2014年9月10日水曜日

臨床実験に対する倫理上のガイドライン

「ニュールンベルクの倫理綱領」は、第二次世界大戦中にドイツのナチスが行なった非人道的な人体実験によってユダヤ人たちが大量虐殺された事件の反省に立って、このような非人道的な人体実験が二度と行なわれないようにと、ニュールンベルク国際軍事裁判(一九四五一四六年)がその経験を生かして作成したものである。

「ニュールンベルクの倫理綱領」の第一条の冒頭には、「医学的研究においては、その被験者の自発的同意が本質的に絶対に必要である」と宣言されている。そして「医学的研究の対象とされている人から確定的な同意を受理する前に、研究の性質、期間、目的、実施方法や手段、被験者となったために起こりうると考えられるすべての不自由さや危険、健康や人格に対する影響について、医学的研究の対象とされている人は、知らされる必要がある」などと明記してある。

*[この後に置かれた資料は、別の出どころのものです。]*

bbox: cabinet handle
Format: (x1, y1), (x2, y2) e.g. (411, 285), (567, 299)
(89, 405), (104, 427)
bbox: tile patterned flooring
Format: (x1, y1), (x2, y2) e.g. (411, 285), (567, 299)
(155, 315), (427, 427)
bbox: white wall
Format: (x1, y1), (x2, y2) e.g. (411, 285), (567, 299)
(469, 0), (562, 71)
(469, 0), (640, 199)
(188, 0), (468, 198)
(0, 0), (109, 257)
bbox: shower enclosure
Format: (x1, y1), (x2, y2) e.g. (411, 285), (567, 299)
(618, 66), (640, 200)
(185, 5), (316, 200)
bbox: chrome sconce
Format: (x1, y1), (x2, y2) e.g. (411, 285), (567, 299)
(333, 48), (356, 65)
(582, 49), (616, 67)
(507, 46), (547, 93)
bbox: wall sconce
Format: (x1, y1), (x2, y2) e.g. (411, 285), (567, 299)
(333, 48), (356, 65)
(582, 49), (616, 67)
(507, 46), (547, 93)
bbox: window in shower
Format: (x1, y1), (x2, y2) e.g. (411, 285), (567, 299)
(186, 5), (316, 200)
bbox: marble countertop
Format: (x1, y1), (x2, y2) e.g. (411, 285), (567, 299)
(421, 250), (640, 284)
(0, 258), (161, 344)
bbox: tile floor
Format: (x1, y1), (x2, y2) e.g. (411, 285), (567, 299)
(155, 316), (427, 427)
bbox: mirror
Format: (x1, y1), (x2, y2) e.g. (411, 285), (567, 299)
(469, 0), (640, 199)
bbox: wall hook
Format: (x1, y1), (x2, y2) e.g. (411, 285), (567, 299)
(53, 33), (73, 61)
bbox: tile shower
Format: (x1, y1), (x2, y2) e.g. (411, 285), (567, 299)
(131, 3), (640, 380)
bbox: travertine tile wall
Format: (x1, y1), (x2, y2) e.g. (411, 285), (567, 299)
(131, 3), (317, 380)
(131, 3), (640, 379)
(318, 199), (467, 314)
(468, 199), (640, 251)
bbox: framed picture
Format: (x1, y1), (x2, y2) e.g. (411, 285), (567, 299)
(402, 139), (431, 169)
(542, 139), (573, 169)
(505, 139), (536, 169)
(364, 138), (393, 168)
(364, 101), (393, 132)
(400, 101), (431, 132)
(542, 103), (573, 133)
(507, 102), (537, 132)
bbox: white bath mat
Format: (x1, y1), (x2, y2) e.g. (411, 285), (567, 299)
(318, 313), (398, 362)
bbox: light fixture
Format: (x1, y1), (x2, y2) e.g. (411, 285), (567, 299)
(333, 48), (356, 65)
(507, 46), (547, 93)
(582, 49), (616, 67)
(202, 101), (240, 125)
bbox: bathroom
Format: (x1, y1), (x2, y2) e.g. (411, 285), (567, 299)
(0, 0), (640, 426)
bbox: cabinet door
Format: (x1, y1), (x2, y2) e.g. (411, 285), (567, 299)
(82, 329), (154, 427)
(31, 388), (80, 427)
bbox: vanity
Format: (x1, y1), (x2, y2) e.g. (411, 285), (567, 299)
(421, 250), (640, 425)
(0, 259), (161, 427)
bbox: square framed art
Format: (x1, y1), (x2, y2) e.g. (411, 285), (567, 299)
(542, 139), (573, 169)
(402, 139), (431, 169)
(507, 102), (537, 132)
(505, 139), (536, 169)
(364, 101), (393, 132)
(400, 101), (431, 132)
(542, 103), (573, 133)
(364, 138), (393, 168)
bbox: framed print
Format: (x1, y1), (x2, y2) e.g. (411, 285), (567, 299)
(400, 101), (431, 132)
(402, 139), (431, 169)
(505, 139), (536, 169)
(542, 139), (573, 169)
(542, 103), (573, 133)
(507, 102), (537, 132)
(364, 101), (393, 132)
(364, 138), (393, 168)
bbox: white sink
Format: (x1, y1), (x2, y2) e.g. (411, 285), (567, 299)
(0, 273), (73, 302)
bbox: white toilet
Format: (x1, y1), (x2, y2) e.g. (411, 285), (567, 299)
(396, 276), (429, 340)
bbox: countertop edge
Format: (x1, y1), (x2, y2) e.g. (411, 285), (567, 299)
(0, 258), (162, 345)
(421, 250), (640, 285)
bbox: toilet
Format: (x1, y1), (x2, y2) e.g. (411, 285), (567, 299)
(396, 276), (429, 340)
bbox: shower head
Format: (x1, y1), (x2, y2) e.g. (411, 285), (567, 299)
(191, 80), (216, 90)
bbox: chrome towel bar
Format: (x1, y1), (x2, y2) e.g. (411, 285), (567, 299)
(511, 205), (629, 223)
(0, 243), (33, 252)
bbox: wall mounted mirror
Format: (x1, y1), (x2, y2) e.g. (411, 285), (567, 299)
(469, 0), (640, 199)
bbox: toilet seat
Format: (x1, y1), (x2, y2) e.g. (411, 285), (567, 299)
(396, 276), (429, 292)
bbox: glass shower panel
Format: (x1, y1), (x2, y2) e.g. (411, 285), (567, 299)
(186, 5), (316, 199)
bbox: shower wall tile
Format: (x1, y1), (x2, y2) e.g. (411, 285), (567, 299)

「ニュールンベルクの倫理綱領」は、医学的研究における被験者の人権保護を対象としたものであるが、同様な倫理的原則が、その後、診療を受ける患者や、新しい医療技術や治療法などの研究のために治療を兼ねて行なう臨床研究や、患者自身の病気の治療とは関係のない臨床研究の対象となる患者にも適用されていったのである。今から振り返っても、この倫理綱領はイッフォームドーコンセントの手本としては最適なものであったといえよう。

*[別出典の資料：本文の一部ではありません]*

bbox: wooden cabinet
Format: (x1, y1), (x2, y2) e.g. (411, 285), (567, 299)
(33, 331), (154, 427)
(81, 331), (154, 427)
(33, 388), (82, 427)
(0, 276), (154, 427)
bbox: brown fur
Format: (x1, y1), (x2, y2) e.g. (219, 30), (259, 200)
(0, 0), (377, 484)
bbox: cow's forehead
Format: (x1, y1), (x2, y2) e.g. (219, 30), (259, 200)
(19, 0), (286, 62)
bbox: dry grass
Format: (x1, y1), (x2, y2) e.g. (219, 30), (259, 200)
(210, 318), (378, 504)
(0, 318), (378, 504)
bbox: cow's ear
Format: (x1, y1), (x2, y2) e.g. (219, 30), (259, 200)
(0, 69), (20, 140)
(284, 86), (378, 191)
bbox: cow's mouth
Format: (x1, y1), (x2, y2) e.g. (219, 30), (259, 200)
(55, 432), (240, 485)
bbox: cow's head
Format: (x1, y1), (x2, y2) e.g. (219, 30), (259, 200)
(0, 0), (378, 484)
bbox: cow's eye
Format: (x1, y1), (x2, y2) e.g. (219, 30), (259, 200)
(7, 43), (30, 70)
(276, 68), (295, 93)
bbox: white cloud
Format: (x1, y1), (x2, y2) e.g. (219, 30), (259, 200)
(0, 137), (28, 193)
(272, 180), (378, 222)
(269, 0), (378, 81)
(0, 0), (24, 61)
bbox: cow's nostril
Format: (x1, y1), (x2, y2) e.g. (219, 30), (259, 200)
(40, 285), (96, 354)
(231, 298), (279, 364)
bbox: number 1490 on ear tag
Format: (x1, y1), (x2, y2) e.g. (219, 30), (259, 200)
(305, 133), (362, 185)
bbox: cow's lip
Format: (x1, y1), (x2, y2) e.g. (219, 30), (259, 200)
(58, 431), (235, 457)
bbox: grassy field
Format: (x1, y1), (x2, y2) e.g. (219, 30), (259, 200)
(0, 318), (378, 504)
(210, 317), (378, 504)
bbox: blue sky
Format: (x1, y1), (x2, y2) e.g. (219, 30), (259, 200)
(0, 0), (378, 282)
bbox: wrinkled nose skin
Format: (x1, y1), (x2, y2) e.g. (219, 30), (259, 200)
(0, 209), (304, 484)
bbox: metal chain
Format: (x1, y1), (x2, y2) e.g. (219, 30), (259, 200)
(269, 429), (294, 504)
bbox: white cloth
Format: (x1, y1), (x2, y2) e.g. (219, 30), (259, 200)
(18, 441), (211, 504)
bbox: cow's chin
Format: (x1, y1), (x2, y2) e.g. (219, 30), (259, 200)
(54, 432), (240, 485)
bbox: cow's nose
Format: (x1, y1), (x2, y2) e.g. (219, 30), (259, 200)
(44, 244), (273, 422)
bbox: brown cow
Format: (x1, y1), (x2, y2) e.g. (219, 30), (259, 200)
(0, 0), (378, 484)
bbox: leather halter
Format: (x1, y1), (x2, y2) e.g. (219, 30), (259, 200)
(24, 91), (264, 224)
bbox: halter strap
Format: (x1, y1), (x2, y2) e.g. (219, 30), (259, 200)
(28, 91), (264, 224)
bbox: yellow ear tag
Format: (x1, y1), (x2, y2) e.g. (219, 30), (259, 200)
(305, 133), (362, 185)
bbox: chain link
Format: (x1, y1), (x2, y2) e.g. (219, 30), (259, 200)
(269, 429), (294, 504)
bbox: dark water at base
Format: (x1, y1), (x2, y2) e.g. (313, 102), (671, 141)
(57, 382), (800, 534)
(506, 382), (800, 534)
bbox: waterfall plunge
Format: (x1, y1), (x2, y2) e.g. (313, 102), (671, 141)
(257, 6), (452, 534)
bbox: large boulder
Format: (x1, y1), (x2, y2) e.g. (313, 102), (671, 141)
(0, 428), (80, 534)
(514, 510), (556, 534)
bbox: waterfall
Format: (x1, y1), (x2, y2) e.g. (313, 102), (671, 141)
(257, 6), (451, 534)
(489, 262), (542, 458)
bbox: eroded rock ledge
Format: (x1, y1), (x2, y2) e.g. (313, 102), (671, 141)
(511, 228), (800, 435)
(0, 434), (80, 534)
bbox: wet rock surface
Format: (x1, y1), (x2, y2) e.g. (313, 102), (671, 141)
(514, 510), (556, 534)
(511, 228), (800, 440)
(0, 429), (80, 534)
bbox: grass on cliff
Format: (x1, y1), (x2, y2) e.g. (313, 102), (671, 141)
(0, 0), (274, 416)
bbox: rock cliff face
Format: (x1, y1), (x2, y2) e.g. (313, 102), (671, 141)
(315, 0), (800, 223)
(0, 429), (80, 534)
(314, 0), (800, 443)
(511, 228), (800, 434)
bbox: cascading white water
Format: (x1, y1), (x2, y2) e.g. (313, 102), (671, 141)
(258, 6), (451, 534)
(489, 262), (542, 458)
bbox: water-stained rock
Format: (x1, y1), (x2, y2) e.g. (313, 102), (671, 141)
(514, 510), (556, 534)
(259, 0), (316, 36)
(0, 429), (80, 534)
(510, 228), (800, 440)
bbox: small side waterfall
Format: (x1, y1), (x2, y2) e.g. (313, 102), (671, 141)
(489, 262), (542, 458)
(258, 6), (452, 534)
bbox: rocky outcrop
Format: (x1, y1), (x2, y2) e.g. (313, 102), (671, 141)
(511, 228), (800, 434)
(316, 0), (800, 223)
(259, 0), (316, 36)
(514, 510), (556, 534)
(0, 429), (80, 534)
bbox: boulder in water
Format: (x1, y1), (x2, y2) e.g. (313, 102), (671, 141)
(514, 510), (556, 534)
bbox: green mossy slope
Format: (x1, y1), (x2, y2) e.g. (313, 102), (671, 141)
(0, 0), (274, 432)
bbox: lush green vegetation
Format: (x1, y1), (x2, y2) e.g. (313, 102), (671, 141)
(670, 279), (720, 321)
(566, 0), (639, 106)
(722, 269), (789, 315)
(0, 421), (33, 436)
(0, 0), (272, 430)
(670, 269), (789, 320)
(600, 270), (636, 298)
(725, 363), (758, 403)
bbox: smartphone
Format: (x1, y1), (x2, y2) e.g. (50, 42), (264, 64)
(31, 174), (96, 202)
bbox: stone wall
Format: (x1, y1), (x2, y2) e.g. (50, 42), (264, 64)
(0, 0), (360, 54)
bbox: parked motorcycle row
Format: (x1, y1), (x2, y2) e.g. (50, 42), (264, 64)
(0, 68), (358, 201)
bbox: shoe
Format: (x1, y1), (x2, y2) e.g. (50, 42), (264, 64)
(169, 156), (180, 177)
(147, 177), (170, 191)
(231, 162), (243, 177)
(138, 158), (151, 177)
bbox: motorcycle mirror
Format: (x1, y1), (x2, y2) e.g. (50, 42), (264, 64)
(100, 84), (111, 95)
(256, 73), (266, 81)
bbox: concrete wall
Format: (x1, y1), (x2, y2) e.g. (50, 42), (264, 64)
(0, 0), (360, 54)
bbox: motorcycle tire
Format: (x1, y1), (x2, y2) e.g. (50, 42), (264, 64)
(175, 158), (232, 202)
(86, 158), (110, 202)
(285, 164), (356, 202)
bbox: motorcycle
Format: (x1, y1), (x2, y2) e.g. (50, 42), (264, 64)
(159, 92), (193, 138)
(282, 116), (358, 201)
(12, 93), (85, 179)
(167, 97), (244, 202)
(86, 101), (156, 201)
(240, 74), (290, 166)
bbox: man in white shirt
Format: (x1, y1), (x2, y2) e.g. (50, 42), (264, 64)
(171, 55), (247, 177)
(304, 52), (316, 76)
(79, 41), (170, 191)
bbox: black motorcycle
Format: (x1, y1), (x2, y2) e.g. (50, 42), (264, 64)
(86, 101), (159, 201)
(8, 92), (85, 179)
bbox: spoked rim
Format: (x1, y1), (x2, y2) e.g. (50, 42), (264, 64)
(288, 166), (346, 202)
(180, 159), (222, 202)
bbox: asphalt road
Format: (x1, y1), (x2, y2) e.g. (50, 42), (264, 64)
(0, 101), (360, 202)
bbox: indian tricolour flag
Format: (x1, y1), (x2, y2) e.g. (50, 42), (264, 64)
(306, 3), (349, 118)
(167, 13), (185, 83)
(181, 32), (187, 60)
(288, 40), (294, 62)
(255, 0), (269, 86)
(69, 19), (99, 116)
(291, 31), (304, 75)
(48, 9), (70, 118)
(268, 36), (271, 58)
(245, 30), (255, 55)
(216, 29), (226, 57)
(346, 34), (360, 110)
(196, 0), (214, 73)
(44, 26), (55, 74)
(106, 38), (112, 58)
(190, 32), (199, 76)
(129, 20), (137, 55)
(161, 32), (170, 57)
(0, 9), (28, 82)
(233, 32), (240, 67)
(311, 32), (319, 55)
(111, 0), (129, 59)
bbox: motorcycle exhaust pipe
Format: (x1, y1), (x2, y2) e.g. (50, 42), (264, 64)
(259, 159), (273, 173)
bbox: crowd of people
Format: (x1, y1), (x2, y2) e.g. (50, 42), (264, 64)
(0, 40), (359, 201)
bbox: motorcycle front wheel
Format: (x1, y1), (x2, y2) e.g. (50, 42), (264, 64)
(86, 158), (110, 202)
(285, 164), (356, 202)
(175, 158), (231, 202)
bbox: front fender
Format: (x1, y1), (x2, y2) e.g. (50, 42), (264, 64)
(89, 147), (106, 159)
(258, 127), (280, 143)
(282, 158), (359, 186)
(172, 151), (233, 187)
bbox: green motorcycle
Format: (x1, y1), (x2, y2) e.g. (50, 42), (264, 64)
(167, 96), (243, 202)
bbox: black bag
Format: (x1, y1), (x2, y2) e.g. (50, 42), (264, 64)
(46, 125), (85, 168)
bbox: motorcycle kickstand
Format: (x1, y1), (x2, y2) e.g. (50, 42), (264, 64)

一九四八年には世界人権宣言が、一九六四年には第十八回世界医師会総会で「ヘルシンキ宣言(一九六四年)」が採択された。一九六六年にはアメリカ医師会から「臨床実験に対する倫理上のガイドライン」が出され、同年初めてアメリカ連邦政府は、政府から研究助成金を受けているヒトを対象として実施する研究はすべて「施設内研究審査委員会」(Institutional Review Board =IRB)によって、政府の定めた倫理基準ならびに法的規制に抵触しないことにつき審査されることを義務づけた。

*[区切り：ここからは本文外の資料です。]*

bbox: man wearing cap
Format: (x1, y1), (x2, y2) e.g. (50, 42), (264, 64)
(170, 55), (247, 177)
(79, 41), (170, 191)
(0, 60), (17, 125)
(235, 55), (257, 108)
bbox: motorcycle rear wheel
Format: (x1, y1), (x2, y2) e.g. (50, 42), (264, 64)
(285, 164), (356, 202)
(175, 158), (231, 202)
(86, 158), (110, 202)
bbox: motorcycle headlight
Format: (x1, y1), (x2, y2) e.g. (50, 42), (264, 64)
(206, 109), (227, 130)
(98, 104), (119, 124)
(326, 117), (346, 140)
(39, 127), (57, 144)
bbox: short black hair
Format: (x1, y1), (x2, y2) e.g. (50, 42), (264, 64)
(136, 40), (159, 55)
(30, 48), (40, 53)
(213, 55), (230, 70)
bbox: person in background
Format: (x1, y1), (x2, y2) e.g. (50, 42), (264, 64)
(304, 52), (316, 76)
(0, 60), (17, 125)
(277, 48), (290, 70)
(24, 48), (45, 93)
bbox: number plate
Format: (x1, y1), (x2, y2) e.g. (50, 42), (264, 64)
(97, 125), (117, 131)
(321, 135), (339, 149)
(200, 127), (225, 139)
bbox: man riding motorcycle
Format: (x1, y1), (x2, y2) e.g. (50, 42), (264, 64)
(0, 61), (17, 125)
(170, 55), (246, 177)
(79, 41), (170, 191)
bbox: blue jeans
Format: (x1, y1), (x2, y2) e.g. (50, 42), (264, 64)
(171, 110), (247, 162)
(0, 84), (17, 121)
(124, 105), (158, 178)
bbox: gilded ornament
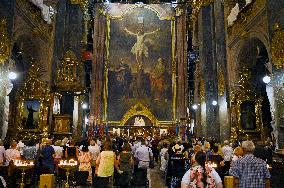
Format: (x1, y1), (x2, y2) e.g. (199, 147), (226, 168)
(120, 102), (159, 126)
(227, 0), (266, 41)
(191, 0), (214, 22)
(199, 78), (205, 102)
(70, 0), (88, 9)
(16, 61), (50, 133)
(0, 19), (10, 64)
(218, 69), (225, 96)
(231, 66), (263, 138)
(56, 50), (85, 92)
(271, 24), (284, 69)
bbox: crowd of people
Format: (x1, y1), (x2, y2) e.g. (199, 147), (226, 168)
(0, 135), (273, 188)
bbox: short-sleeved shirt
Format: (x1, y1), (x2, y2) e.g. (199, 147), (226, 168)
(42, 146), (55, 166)
(5, 149), (21, 165)
(135, 145), (153, 162)
(0, 146), (5, 164)
(229, 154), (270, 188)
(181, 165), (222, 185)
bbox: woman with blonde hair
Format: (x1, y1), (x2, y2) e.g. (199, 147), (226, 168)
(78, 145), (92, 183)
(232, 146), (244, 162)
(95, 140), (116, 188)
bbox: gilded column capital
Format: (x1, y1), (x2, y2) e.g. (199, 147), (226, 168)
(70, 0), (88, 9)
(191, 0), (214, 22)
(271, 23), (284, 69)
(0, 19), (10, 64)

一九七一年に、アメリカ連邦政府は、最初の公式なガイドラインとして「ヒトを対象とした実験に関するアメリカ合衆国ガイドライン」を制定、公布した。一九七三年には、アメリカ病院協会が、とくに、患者が必要な情報を医師から受ける権利とインフォームドーコンセントを与える権利など、患者の人権を明確にした「患者の権利章典に関するアメリカ病院協会声明」を出した。